L'hygiène intime désigne les soins quotidiens apportés à la zone génitale pour maintenir cette zone propre, saine et confortable. Elle prévient les infections bactériennes et fongiques, limite les irritations et préserve l'équilibre de la flore vaginale — premier rempart immunitaire de la muqueuse. Une hygiène intime inadéquate — par excès ou par défaut — peut perturber cet écosystème délicat et ouvrir la voie aux infections récurrentes.
La zone génitale externe requiert des produits formulés à pH légèrement acide (3,5–4,5), sans parfum, sans alcool et sans sulfates. Les savons de toilette classiques, trop alcalins, détruisent les lactobacilles protecteurs. Un gel nettoyant intime doux, enrichi en actifs apaisants comme l'aloe vera ou la camomille, nettoie efficacement sans déstabiliser le pH. L'eau tiède seule, appliquée une fois par jour sur la zone externe, peut suffire chez les femmes sans symptôme particulier.
Le geste de nettoyage doit être doux et précis. Appliquer le gel sur la vulve externe uniquement, avec les mains propres, en massant doucement. Toujours se laver de l'avant vers l'arrière pour éviter la contamination de l'urètre et du vagin par les bactéries fécales. Rincer abondamment à l'eau tiède pour ne laisser aucun résidu de produit. Sécher délicatement — l'humidité résiduelle favorise la prolifération des levures et bactéries pathogènes.

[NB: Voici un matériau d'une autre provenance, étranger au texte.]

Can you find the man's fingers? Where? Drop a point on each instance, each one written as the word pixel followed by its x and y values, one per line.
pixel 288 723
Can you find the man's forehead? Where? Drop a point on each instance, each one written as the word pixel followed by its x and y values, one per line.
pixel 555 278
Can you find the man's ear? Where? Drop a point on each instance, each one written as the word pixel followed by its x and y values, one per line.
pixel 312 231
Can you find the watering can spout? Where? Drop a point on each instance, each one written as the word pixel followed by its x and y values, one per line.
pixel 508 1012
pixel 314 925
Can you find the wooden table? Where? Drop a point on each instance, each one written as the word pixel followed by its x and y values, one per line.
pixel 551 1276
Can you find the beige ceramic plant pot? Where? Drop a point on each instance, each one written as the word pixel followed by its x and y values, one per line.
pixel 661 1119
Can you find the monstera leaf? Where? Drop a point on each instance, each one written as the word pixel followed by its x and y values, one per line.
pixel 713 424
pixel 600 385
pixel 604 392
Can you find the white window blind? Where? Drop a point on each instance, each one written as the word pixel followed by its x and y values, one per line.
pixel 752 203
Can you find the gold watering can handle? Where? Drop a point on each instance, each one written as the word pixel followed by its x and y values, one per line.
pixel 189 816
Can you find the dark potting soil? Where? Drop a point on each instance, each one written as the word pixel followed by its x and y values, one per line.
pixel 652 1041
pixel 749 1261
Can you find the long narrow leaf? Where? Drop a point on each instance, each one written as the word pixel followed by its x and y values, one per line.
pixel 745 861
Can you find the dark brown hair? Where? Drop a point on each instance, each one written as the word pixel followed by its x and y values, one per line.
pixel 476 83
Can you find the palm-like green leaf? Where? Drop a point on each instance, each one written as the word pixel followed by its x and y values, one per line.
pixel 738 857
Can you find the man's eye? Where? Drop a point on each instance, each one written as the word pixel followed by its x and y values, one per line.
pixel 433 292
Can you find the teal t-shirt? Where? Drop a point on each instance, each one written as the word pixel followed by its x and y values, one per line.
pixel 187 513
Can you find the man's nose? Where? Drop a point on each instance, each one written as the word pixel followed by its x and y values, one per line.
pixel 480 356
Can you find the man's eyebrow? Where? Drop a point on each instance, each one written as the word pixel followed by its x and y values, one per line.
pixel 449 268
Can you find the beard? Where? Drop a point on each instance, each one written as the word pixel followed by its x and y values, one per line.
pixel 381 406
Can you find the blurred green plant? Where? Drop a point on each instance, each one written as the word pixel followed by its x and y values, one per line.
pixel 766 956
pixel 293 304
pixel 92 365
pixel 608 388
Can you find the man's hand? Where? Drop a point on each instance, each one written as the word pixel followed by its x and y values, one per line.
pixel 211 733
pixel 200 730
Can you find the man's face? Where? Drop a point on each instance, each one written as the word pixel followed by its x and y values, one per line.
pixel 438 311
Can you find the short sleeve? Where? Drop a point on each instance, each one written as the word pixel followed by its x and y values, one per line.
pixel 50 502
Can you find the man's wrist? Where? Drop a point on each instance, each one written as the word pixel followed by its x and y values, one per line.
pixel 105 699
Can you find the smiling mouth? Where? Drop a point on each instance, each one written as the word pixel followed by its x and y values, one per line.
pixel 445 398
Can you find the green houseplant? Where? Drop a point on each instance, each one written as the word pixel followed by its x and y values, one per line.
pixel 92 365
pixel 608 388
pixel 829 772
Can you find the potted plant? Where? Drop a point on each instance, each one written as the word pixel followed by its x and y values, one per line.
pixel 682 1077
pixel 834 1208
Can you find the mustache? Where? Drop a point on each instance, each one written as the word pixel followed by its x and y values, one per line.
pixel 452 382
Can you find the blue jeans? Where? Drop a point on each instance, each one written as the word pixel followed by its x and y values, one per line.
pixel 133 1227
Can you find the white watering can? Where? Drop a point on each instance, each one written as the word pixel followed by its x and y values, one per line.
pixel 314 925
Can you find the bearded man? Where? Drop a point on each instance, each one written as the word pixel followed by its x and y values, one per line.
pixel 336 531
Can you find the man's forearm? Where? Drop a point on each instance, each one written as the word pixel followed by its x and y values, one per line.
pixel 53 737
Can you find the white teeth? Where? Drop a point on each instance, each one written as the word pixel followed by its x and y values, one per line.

Une hygiène intime quotidienne — une à deux fois par jour — est suffisante dans la plupart des cas. Pendant les menstruations, une à deux toilettes supplémentaires par jour préviennent les odeurs et le risque infectieux. Après une activité sportive intense, le nettoyage de la zone reste recommandé. Un excès de lavage — plus de trois fois par jour — nuit à la flore en éliminant les sécrétions protectrices naturelles.
Des démangeaisons, des rougeurs, des irritations vaginales, des odeurs inhabituelles ou des pertes anormales peuvent signaler une hygiène inadaptée. Ces mêmes symptômes peuvent indiquer une mycose, une vaginose bactérienne ou une infection sexuellement transmissible. Tout signe persistant doit conduire à consulter un médecin ou un gynécologue pour un diagnostic précis — ne jamais traiter sans diagnostic, sous peine d'aggraver le déséquilibre.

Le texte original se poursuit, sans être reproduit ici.